Over the course of the twentieth century, U.S.-led development policies in American Samoa have been focused on capital improvements (institution and infrastructure building); extending the reach of the market economy and promoting capitalist accumulation; and transforming Samoans as modern citizen-subjects of American empire. Taken together, they have stimulated what Lewthwaite, Mainzer, and Holland called a “quiet revolution in rising expectations” that could not be fulfilled within the context of the local economy, thus giving rise to a permanent condition of transnational migration and movement to the United States in search of education, capital, and life experience.32
In the 1960s and 1970s development programs on the islands were intended to showcase the United States in a positive light on the international stage, thereby demonstrating its commitment to its colonies and successful global leadership.
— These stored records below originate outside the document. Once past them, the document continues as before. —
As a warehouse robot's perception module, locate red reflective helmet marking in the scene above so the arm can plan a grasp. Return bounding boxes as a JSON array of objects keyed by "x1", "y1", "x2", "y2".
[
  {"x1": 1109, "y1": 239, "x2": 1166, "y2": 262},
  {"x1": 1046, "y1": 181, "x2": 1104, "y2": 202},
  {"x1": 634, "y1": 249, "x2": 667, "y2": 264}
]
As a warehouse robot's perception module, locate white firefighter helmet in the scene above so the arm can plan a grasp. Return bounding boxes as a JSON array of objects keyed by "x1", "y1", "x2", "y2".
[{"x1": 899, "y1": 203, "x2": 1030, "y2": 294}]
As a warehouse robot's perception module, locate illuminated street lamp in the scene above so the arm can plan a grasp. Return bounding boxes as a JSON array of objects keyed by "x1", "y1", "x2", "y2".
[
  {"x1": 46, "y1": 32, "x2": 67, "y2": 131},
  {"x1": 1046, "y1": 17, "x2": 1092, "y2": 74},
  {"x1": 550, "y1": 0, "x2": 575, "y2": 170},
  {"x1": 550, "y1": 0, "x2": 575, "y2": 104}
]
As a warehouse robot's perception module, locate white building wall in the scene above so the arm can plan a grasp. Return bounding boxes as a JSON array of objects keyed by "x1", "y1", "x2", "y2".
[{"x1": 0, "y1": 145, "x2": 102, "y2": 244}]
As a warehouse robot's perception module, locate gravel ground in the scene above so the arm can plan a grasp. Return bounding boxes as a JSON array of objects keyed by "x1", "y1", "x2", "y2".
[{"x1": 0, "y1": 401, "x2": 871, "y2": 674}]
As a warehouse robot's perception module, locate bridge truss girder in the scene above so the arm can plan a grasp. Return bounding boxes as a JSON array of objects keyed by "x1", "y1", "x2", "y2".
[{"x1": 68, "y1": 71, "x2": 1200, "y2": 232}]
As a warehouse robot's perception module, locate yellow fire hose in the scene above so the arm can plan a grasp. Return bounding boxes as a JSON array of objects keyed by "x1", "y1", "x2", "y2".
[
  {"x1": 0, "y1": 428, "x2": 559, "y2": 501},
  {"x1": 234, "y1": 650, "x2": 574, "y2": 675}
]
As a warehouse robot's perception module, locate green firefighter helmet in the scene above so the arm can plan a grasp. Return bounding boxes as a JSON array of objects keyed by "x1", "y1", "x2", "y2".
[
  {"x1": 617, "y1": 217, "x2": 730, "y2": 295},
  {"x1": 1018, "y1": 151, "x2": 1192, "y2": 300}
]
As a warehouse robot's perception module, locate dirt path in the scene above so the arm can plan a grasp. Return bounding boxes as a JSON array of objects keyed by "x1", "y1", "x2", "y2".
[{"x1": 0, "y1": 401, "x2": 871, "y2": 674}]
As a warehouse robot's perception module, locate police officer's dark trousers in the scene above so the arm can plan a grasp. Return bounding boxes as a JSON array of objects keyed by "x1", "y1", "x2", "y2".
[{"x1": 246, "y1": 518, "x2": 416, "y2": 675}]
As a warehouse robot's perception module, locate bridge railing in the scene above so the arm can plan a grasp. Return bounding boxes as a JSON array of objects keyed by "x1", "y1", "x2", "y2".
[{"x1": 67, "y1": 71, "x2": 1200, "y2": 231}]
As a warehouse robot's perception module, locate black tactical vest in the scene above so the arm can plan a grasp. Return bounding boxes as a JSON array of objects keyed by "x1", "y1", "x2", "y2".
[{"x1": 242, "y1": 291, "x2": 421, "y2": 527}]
The new developmentalism of the mid-twentieth century marked a decisive shift, even as it drew on some of the same basic assumptions about the importance of progress and proper forms of the modern. Developmentalism was an important attempt to stabilize the post–World War II world capitalist order of the time.33 It was both an ideal and institutionalized policy in that while it cast the United States as the pinnacle of industrialized civilization, it held a promise of inclusion for “First World” working classes and colonial and postcolonial populations.34 United States–based development theories of the 1950s and 1960s supplied an explicitly non-Communist, modern capitalist solution to poverty and underdevelopment that relied on large amounts of capital, technology, and modern social institutions and values to industrialize poor countries.35 These modernization efforts also worked to undermine the case for decolonization in American Samoa (and in many ways underpin the continued rejection of colonial status).36
I contend that football in Samoa must be understood not simply as another instantiation of the growth of sporting labor markets, but as part of a crystallized formation in which local agendas and desires for status and upward mobility intersect with a longer history of U.S. strategies of empire and projects of modernization. The development policies set in place in the 1960s expanded existing migration possibilities, with the sport of football being established as one route to (educational and other) opportunities in the United States.